I did two more interviews the day before I left Clinton. One was with Raymond Kimmer who lived for the time being under the highway bridge. He talked to me about his childhood in Clinton, running his parent’s jewelry store, getting injured a few times, applying for disability, addiction, police harassment in nearby Des Moines, details of homeless life, and camping out first on the islands then under the bridge where the police pretty much leave them alone. He was quick and funny and told great stories.
I also interviewed Gary Mensinger who is both a commercial fisherman and a fisheries biologist. We talked a lot about the state of the river environment, threats to the river and river communities, the tension between farming and river health, invasive and native river species, and Gary’s carefully-expressed feelings about the future.
During the week, I struck up an acquaintance with Olivia, an African-American woman who worked at the marina restaurant who had many interesting things to say about race, economics, and growing up in small town Iowa.

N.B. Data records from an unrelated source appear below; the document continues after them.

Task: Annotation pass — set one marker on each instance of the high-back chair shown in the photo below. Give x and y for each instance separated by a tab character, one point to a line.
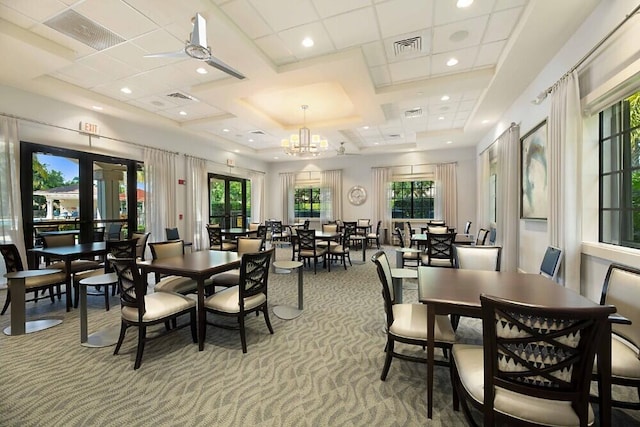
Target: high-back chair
551	262
141	310
534	365
622	289
249	296
407	323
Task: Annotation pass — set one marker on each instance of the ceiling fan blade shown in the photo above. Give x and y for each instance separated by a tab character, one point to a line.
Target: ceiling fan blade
216	63
177	54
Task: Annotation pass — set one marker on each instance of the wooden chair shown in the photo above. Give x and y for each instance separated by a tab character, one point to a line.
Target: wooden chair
250	295
407	323
533	367
142	310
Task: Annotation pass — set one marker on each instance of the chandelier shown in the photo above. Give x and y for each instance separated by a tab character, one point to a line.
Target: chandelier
304	144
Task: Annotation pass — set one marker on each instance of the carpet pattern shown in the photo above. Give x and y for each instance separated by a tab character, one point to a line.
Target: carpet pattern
320	369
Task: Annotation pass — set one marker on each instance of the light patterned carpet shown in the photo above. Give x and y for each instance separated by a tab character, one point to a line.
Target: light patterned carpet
321	369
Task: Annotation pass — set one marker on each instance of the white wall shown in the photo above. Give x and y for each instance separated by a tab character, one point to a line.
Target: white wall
611	59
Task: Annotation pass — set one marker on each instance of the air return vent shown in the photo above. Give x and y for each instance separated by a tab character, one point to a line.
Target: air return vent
84	30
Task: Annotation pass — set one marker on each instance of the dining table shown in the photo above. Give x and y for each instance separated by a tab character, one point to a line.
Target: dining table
457	291
67	254
199	266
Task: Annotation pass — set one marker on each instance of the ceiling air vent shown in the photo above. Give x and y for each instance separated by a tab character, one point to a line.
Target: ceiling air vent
406	46
413	113
84	30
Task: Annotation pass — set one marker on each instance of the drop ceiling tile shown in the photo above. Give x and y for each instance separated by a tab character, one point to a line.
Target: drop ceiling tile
501	24
352	28
401	16
489	53
247	19
447	11
443	34
116	16
284	14
328	8
409	70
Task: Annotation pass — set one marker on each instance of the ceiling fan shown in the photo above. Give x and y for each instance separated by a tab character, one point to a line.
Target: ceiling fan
343	151
197	48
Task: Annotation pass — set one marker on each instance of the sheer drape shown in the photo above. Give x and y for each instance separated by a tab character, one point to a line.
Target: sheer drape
381	207
565	198
287	188
507	199
447	193
10	200
160	192
330	195
197	202
257	196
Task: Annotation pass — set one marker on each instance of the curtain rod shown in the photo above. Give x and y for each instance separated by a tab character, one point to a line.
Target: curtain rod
40	122
548	90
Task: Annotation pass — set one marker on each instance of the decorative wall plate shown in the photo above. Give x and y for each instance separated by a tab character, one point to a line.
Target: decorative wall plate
357	195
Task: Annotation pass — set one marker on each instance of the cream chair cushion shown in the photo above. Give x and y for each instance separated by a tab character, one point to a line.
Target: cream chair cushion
159	305
410	321
228	300
469	360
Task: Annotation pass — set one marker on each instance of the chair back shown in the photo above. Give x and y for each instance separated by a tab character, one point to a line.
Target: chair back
551	262
161	250
622	289
477	257
482	236
249	245
172	233
254	274
544	352
11	256
141	246
440	246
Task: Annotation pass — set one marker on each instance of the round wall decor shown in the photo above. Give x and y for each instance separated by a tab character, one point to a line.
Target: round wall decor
357	195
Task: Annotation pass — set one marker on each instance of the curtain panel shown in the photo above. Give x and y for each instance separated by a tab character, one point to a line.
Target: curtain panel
565	198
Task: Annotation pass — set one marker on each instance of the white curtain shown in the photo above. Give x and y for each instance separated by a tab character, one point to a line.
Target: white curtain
287	188
380	198
507	199
160	192
565	198
330	195
10	200
447	193
257	196
197	202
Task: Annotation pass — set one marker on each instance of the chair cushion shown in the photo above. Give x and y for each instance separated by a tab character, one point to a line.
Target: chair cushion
158	306
227	301
410	321
177	284
469	361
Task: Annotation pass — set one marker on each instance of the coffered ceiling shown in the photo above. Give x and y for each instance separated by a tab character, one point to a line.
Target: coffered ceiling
375	78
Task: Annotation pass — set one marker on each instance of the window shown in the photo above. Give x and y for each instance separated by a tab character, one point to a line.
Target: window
412	199
620	173
306	202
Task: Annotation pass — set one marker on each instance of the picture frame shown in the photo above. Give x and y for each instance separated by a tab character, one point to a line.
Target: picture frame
534	191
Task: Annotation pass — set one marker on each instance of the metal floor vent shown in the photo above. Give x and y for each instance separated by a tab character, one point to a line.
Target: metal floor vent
84	30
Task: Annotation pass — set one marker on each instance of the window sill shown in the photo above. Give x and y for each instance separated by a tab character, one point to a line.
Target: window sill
613	253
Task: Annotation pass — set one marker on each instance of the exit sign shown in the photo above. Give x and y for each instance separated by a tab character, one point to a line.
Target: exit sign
87	127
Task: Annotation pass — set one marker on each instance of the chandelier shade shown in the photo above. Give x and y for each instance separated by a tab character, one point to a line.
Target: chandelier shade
304	144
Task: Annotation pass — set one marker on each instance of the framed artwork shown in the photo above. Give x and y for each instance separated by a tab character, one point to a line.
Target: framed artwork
534	200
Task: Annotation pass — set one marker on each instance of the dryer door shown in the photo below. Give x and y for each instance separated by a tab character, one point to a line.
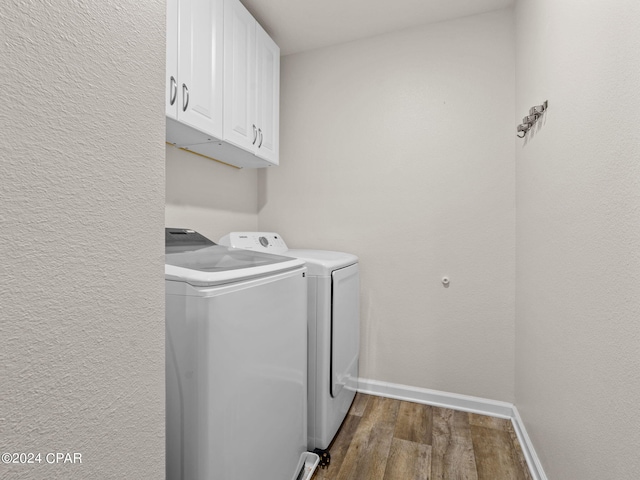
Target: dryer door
345	328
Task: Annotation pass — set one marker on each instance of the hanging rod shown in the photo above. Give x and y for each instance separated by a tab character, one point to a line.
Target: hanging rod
529	121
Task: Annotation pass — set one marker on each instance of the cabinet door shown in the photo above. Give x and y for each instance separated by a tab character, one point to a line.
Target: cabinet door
268	96
239	76
200	53
171	88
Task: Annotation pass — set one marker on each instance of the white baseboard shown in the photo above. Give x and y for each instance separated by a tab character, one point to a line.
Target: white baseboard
464	403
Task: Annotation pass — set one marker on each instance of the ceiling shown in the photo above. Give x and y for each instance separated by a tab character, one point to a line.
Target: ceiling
300	25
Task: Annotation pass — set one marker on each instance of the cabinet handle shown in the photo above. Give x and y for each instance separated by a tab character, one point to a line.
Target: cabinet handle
174	90
185	95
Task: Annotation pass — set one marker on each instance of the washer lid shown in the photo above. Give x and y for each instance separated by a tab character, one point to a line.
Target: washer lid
323	262
203	263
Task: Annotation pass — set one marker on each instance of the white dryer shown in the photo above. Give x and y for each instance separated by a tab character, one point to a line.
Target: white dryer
236	363
334	329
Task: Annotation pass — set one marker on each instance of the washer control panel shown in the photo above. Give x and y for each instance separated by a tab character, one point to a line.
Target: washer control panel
269	242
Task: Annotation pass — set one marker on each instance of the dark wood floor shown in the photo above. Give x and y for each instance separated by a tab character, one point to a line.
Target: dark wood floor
386	439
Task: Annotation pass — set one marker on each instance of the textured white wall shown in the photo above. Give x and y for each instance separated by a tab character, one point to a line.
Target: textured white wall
578	236
81	215
209	197
399	149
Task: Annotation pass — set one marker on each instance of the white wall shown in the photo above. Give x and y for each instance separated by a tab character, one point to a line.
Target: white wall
209	197
399	149
578	236
81	214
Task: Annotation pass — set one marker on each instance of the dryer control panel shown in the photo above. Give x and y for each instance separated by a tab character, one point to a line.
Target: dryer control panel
269	242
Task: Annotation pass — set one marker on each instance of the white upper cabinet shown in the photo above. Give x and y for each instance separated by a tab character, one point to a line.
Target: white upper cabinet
223	83
194	67
251	84
239	75
268	96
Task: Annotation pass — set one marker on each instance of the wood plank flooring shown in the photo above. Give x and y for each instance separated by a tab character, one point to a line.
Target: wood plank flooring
386	439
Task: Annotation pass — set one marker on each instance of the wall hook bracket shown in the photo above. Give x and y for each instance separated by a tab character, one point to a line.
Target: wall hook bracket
529	121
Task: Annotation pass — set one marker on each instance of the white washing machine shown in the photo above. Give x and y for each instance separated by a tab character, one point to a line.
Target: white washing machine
334	329
236	363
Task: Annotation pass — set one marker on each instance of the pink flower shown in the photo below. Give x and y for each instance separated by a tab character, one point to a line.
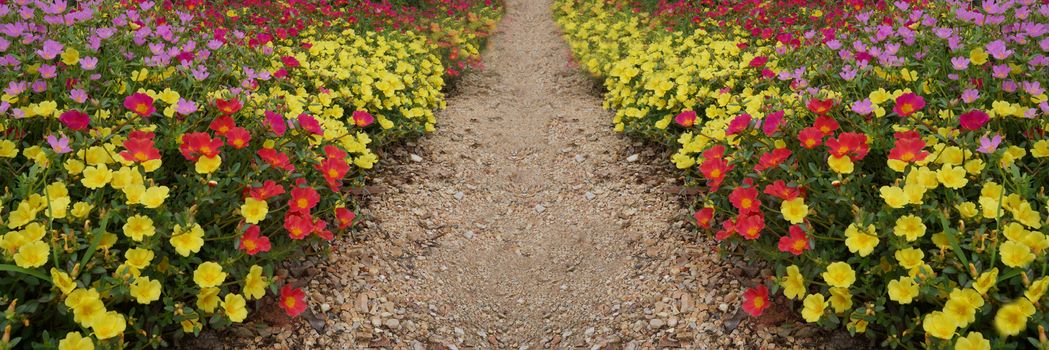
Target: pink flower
276	123
363	118
908	104
140	104
75	119
972	119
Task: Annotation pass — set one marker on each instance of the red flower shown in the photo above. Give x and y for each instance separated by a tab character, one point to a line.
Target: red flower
745	199
222	125
739	124
75	119
252	242
972	119
826	125
345	217
298	225
309	124
228	107
820	107
686	118
293	301
238	137
755	300
140	104
750	225
302	200
908	104
810	137
779	190
704	216
363	118
794	243
908	150
276	159
269	190
772	159
320	228
140	149
199	144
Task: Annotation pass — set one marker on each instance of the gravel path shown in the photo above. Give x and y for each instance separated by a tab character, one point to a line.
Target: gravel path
525	222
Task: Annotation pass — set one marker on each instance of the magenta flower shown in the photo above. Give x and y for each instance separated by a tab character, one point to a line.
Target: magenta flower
276	123
60	146
50	49
863	107
972	119
998	49
75	119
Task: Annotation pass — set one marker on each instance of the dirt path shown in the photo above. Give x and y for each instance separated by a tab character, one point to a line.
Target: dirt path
523	222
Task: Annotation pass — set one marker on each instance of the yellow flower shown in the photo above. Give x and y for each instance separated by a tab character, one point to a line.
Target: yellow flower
895	197
254	210
793	284
962	306
902	290
840	165
939	325
1015	254
63	281
972	342
187	241
1036	289
234	306
138	258
910	226
910	258
138	226
794	210
109	325
840	300
208	299
86	306
839	275
208	165
209	275
255	284
75	341
815	306
154	196
861	242
1011	319
33	255
985	281
97	177
145	290
951	177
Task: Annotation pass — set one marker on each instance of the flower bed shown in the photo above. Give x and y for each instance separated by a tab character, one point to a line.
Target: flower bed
159	159
889	163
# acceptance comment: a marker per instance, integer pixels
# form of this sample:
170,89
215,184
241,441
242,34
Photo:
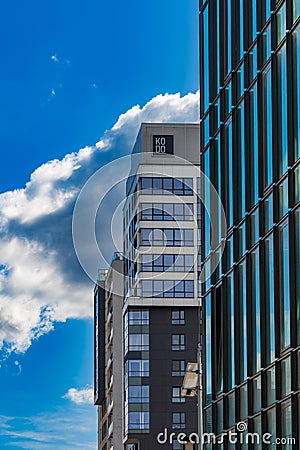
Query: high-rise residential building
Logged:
108,365
161,303
250,149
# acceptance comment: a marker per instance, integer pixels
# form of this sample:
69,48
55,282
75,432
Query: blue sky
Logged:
72,76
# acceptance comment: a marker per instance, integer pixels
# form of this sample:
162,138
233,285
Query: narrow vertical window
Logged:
208,353
282,128
255,307
267,127
296,95
269,296
284,284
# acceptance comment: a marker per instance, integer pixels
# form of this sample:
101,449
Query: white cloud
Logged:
69,428
41,281
80,396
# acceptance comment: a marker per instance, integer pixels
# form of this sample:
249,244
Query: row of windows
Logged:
249,18
272,385
141,317
141,421
141,394
137,394
140,342
137,368
140,368
137,317
138,421
166,262
162,185
257,224
168,288
170,237
271,326
167,211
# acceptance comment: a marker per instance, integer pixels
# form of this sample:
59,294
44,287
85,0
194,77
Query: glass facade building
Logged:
160,300
250,150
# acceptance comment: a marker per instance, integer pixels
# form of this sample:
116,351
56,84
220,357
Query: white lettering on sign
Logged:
160,145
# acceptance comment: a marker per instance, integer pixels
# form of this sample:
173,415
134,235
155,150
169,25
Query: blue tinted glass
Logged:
230,178
205,58
285,285
266,47
243,329
267,120
208,354
269,296
256,310
296,96
296,9
206,130
281,23
282,110
228,35
241,24
231,349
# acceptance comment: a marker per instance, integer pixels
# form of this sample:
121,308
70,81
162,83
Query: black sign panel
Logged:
163,144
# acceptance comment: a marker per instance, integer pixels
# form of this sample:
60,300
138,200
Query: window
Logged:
178,368
178,342
138,367
176,395
296,79
170,237
286,386
178,421
167,211
267,130
138,342
178,317
281,23
168,288
166,262
271,386
138,317
138,394
256,387
283,198
284,284
286,414
139,420
177,186
208,355
282,142
269,315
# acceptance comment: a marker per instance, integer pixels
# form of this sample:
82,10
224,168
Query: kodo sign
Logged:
163,144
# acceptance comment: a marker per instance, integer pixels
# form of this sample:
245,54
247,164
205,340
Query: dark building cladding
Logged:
165,377
250,148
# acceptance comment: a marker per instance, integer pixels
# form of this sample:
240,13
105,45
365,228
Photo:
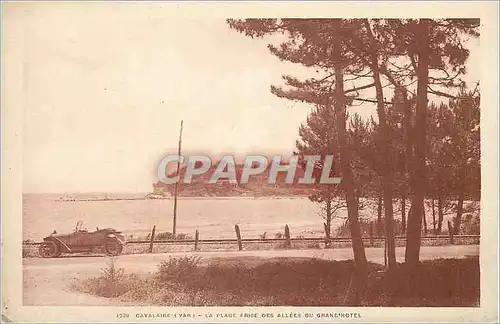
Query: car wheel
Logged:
113,247
49,249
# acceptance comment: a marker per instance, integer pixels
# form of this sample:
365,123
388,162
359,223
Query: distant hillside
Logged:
257,185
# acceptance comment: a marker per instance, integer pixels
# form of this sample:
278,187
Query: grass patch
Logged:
257,281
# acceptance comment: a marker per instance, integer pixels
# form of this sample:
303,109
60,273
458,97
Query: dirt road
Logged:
47,281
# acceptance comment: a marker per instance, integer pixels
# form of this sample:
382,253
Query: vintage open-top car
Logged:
109,240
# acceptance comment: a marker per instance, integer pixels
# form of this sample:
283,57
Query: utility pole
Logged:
177,184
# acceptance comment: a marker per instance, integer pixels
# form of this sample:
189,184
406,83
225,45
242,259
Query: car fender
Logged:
58,240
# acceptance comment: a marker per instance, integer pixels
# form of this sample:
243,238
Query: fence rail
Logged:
274,240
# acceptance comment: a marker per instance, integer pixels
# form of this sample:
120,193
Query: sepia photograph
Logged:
165,164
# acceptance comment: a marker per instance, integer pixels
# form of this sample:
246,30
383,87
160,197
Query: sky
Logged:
105,89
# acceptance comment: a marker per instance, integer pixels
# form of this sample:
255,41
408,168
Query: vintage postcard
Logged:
250,162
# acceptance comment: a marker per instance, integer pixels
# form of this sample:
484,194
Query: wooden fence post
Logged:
288,242
371,234
152,239
196,238
238,236
450,232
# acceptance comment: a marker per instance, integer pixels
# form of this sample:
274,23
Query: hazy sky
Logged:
106,87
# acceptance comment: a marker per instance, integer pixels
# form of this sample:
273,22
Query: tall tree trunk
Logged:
328,224
460,209
403,214
380,227
440,212
414,219
345,164
385,146
433,216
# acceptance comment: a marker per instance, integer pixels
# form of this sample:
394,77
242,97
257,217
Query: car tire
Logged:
49,249
113,247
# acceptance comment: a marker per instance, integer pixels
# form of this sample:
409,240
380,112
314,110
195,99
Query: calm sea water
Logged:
213,217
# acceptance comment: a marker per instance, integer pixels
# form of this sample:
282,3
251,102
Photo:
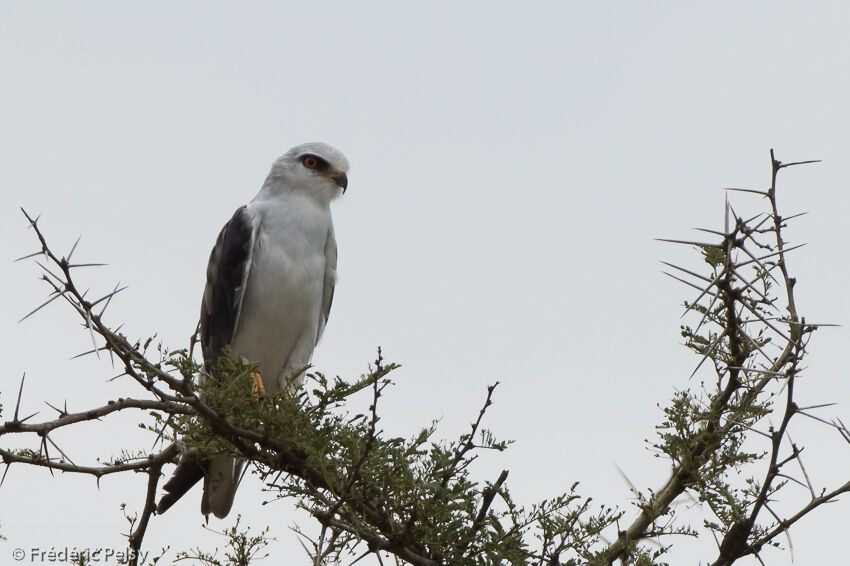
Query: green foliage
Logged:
241,549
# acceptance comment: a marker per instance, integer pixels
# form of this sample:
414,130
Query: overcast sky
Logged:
511,165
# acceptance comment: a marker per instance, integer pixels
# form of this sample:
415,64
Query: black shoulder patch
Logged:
228,265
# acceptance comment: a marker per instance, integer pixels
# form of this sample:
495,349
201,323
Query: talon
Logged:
257,387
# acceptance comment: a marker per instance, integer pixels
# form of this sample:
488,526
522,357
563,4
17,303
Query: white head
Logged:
314,168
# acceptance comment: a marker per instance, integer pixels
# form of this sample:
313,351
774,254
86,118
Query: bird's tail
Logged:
221,479
187,474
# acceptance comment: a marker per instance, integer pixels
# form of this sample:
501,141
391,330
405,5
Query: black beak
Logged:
341,180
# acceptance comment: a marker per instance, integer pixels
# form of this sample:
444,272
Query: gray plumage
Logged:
270,284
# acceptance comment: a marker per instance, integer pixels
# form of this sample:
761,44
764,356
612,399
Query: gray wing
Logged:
330,281
227,275
227,278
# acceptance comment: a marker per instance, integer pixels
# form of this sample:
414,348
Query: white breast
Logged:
282,305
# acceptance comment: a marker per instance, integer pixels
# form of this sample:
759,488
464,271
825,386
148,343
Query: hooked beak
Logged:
341,179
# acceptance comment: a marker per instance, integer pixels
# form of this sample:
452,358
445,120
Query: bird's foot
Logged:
257,387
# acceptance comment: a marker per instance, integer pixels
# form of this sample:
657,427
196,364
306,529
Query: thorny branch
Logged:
732,349
414,499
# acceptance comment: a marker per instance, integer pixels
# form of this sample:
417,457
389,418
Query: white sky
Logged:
510,169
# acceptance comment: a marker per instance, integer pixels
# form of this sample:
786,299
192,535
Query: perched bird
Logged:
270,283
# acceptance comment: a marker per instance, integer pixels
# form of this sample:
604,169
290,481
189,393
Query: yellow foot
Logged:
257,388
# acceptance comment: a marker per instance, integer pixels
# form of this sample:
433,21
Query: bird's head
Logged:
315,168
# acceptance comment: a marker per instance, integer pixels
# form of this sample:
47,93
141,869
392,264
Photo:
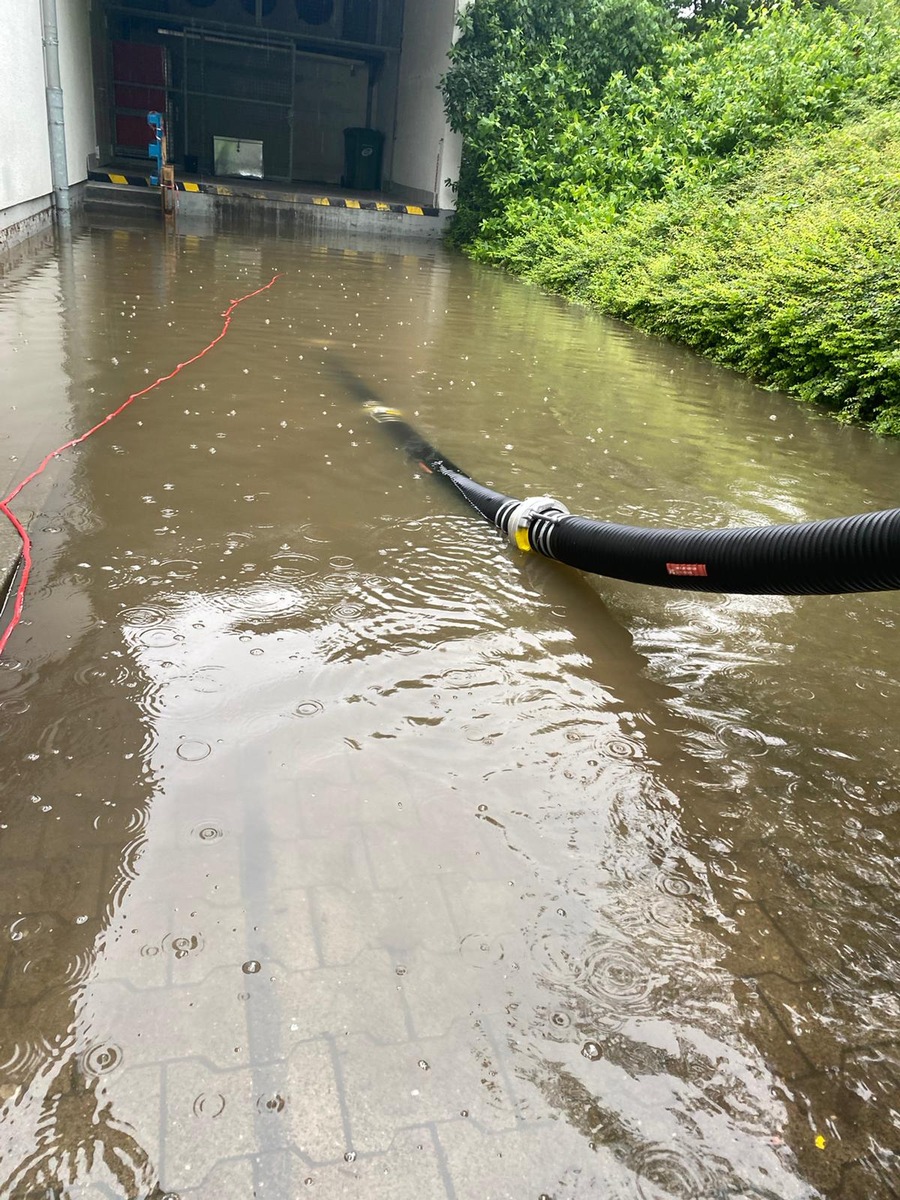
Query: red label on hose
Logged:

I would have liked to interview her, but our schedules never matched up (or she was too shy to talk to me on camera).
Harmony and I convinced Terry Krause to join us for part of the trip as we motored out of Clinton. They took Terry’s small dingy to explore nearby Beaver Island.
In the next few days, we had more opportunities to hang out with Terry and his extended family of marina neighbors. Later when we got further downriver, Terry and Theresa picked us up to take us to the Fulton marina party where we got to see banjo musician Kendra Swanson again.